[1.] Personal data:
Michał Gurdak, a Corporal of the Reserve, born in 1913, married, an engine driver by profession.
[2.] Date of deportation:
On 29 June 1940, my wife and I were deported to the Soviet Union, to the settlement of Bienegajewo in Siberia, in the Novosibirsk Oblast.
[3.] Method of eviction:
During the night from 28 to 29 June 1940, some NKVD functionaries accompanied by the local militia burst into my flat and ordered me to get ready to leave immediately, ostensibly to Germany, for I was suspected of being a German citizen due to the specific sounding of my surname. We were also informed that we could take up to 80 kilograms of luggage with us.
[4.] Transportation:
Once we arrived at the train station, we were loaded onto filthy goods wagons; the windows were sealed shut, and there was no toilet or washbasin. We were locked up inside for eight days. Exit was denied, and we were given no food. Thereafter we were allowed to open the window, and even leave the wagon, however we were forbidden to walk away to buy foodstuffs. The entire journey lasted 28 days. During this time two of the wagon’s occupants died: Maria Dziuba from Kraków and another person, whose surname I have forgotten.
[5.] Living conditions:
Once we reached our destination, we were placed in filthy, bug-infested barracks that used to function as a prison. There were no beds, no pallets, and no toilets or washing facilities.
[6.] Food:
What food you were entitled to depended on the quantity of work performed, that is on your fulfillment of daily quotas. If you met more than one quota, you could buy more food.
[7.] Work norms:
As an engine driver, my daily norm was to work 12 hours without a break. If no machines were available for work, there would be deductions.
[8.] Remuneration:
For carrying out the daily norm, that is for performing 12 hours of work, I would receive six rubles, and so in a month I could earn between 70 and 180 rubles. A daily portion of food cost 3 – 5 rubles.
[9.] Medical care:
Doctors were selected from amongst the deportees, however there were absolutely no medical supplies, so that infectious diseases, malaria, etc., and exhaustion decimated our ranks. Among others, the following perished: 1. Czy[…] from Bydgoszcz, 2. Ms Cilas, also from Bydgoszcz, 3. Balcerowicz (our friend), also from Bydgoszcz, 4. Apolinaria Szydłowska from Bydgoszcz, and a great many besides – in total, some 170 people from the settlement, whose surnames however I don’t remember.
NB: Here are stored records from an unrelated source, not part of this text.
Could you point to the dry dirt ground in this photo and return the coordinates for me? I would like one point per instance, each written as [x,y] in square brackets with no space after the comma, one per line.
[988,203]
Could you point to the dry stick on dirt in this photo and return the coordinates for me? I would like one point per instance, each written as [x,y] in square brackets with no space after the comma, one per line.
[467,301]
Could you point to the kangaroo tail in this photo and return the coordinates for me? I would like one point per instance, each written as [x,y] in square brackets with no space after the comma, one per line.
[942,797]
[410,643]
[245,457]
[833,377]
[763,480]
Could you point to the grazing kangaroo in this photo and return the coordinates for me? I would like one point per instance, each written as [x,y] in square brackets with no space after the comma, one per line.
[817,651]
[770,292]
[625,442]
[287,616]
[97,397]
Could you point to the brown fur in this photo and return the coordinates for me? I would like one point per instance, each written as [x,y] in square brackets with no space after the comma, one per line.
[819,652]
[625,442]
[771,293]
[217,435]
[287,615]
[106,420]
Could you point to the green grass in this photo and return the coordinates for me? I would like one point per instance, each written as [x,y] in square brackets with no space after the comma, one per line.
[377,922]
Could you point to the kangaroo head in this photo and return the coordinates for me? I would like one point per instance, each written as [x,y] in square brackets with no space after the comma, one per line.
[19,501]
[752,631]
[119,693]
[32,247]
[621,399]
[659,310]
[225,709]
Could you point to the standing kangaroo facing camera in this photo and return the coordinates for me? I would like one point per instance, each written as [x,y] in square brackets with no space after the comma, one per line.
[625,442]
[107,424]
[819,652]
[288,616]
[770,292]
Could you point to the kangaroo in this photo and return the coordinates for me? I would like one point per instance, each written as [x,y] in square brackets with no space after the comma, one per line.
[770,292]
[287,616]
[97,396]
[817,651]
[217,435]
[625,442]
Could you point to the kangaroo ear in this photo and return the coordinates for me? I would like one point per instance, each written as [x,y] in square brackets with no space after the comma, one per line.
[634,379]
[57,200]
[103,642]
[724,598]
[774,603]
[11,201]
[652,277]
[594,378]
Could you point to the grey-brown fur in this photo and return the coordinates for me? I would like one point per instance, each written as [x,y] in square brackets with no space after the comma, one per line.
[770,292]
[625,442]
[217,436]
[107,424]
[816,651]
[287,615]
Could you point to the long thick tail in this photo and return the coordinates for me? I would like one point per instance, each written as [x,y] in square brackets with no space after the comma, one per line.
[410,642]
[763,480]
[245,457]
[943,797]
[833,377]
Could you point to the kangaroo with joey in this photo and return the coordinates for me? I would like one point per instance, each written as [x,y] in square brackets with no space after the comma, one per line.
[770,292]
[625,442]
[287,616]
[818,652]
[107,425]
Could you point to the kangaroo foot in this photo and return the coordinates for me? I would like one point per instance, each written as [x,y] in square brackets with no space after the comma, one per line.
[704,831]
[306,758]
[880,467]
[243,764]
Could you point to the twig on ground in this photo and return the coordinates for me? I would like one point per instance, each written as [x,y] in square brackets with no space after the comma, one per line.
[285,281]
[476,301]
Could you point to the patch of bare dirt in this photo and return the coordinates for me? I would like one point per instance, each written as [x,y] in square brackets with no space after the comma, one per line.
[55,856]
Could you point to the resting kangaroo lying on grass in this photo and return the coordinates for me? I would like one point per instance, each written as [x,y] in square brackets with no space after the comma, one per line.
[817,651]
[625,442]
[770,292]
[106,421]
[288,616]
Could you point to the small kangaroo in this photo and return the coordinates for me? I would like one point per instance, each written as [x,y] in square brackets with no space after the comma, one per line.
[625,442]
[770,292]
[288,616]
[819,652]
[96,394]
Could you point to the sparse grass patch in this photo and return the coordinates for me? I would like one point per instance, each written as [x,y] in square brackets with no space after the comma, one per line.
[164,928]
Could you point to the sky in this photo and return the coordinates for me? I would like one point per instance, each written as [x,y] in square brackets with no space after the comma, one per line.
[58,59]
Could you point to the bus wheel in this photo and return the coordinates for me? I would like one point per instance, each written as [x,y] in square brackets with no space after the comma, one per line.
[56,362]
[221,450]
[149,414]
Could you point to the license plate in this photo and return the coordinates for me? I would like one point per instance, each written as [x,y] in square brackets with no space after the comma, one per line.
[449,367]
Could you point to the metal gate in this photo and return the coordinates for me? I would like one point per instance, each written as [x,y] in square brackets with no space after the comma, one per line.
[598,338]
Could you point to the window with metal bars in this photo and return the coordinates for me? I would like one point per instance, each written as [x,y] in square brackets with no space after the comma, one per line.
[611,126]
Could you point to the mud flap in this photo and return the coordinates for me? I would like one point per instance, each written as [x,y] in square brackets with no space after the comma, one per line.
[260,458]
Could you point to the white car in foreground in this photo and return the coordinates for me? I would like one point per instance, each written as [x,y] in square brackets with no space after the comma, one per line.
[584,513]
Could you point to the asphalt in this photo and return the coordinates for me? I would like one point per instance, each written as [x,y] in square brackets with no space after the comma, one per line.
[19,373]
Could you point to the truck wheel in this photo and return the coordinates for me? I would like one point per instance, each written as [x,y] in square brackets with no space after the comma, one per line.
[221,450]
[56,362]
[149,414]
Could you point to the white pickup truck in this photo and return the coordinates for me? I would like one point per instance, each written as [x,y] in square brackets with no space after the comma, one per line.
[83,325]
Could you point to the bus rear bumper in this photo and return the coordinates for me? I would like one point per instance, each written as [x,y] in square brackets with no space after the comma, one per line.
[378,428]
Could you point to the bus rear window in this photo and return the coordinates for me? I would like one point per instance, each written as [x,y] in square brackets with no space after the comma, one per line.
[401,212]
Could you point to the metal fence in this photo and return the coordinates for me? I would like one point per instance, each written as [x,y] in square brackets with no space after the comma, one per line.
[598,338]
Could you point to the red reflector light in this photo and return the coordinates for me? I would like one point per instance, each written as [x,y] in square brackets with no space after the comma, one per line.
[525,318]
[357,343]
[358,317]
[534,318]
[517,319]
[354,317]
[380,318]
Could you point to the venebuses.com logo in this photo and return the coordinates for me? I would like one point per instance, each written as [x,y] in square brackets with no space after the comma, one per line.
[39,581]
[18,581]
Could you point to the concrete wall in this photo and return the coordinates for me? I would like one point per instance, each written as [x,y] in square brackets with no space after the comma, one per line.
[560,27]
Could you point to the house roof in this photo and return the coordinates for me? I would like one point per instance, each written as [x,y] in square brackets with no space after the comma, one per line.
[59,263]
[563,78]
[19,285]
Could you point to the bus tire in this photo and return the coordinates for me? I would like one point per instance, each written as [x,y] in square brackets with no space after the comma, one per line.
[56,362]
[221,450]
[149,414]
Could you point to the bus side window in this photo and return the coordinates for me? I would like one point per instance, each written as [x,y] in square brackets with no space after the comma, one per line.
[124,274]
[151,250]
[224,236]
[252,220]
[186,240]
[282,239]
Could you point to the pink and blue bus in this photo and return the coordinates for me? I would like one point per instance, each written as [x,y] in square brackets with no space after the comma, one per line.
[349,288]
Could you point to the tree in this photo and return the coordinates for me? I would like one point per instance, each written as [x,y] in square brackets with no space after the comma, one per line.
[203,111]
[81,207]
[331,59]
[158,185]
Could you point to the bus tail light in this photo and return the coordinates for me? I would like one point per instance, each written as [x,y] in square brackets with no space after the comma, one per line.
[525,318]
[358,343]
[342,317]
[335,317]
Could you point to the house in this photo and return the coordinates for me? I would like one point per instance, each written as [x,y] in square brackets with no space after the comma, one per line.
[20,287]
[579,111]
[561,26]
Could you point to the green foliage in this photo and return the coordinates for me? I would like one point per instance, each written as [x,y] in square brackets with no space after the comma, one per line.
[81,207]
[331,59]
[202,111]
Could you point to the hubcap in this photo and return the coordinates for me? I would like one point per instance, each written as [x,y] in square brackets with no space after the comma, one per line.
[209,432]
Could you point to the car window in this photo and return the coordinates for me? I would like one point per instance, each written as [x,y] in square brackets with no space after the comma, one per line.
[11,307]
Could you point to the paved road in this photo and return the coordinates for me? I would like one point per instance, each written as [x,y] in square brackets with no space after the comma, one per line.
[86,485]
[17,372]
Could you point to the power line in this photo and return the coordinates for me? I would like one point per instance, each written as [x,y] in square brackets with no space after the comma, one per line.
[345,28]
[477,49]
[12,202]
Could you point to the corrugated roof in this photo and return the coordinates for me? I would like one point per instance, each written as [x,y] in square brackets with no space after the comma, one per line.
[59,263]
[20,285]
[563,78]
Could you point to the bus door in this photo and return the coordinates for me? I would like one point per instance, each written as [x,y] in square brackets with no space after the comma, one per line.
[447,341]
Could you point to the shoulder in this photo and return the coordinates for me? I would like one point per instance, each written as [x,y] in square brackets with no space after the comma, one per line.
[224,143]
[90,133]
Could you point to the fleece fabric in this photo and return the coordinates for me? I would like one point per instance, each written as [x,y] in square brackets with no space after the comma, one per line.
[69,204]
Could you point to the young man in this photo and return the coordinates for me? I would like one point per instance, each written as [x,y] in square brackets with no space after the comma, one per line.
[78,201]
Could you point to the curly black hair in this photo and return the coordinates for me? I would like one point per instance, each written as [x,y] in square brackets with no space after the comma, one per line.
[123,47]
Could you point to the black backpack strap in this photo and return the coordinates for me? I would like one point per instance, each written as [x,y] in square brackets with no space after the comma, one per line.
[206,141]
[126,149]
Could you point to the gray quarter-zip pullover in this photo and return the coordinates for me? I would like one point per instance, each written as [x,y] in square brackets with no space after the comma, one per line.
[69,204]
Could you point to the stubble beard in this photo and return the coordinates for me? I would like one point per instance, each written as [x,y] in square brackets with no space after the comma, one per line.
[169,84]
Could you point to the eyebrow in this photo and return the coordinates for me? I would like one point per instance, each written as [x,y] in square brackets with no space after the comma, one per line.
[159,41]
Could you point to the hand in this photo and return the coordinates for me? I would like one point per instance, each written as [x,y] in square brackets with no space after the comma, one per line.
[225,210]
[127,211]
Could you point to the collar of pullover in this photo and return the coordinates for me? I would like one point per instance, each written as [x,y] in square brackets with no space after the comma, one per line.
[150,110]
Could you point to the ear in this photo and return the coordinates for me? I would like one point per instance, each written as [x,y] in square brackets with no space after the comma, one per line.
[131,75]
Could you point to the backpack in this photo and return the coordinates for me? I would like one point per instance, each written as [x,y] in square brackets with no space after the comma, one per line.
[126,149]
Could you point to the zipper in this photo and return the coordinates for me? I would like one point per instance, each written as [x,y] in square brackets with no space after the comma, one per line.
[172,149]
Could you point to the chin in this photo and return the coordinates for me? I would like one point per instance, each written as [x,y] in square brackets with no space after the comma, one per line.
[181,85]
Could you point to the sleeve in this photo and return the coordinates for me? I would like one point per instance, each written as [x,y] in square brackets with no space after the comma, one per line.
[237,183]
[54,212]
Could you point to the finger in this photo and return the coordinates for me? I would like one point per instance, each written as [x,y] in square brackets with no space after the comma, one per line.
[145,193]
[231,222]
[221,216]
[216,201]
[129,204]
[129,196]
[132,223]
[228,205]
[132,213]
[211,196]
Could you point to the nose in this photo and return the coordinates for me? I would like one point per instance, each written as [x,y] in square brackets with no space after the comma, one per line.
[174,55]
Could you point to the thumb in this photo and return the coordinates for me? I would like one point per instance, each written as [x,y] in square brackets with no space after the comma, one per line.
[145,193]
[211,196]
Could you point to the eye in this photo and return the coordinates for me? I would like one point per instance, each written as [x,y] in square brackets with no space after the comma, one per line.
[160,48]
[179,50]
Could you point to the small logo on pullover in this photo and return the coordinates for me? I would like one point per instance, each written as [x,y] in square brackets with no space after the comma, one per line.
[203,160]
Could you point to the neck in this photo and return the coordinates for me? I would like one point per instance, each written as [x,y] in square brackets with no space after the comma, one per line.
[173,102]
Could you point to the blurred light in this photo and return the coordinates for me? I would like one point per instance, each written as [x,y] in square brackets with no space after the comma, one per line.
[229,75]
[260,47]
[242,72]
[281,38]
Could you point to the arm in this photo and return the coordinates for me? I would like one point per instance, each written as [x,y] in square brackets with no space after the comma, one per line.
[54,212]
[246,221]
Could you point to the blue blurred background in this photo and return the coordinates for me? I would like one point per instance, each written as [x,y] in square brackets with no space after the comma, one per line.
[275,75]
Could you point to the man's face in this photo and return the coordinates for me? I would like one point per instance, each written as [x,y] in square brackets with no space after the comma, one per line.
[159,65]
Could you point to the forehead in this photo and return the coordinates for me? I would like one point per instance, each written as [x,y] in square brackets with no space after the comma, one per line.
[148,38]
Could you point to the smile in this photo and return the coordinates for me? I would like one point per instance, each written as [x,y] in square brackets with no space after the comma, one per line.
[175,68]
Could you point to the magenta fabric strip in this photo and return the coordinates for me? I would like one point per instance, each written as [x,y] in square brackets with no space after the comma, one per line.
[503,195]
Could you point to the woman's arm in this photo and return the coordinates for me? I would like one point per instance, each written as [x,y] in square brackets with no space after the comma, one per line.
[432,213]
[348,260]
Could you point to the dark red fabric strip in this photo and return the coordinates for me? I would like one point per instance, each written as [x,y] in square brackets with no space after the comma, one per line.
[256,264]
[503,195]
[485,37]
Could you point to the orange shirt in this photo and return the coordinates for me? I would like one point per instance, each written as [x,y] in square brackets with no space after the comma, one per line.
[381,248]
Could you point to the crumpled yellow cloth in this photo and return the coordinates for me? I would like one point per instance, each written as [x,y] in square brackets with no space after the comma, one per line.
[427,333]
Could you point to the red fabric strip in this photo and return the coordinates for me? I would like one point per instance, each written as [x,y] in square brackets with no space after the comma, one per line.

[10.] Cultural life and entertainment:
All books and newspapers were confiscated, and it was forbidden to read in the whole settlement. Prayers were also prohibited – if you were caught praying, you would be sentenced to a year of imprisonment, since this was a “practice opposed to Soviet authority”. Throughout our period of detention in the settlement, that is from July 1940 to September 1941, there was absolutely no entertainment – no shows, film screenings, or theater performances at all.
[11.] Attitude of the Soviet authorities towards deportees:
All levels of the Soviet administration behaved in a vulgar and abusive manner towards Polish deportees. They would use every occasion to repeat that Poland would be no more, for the Polish nation was incapable of independent existence, being no more than a bunch of exploiters and oppressors of other nationalities.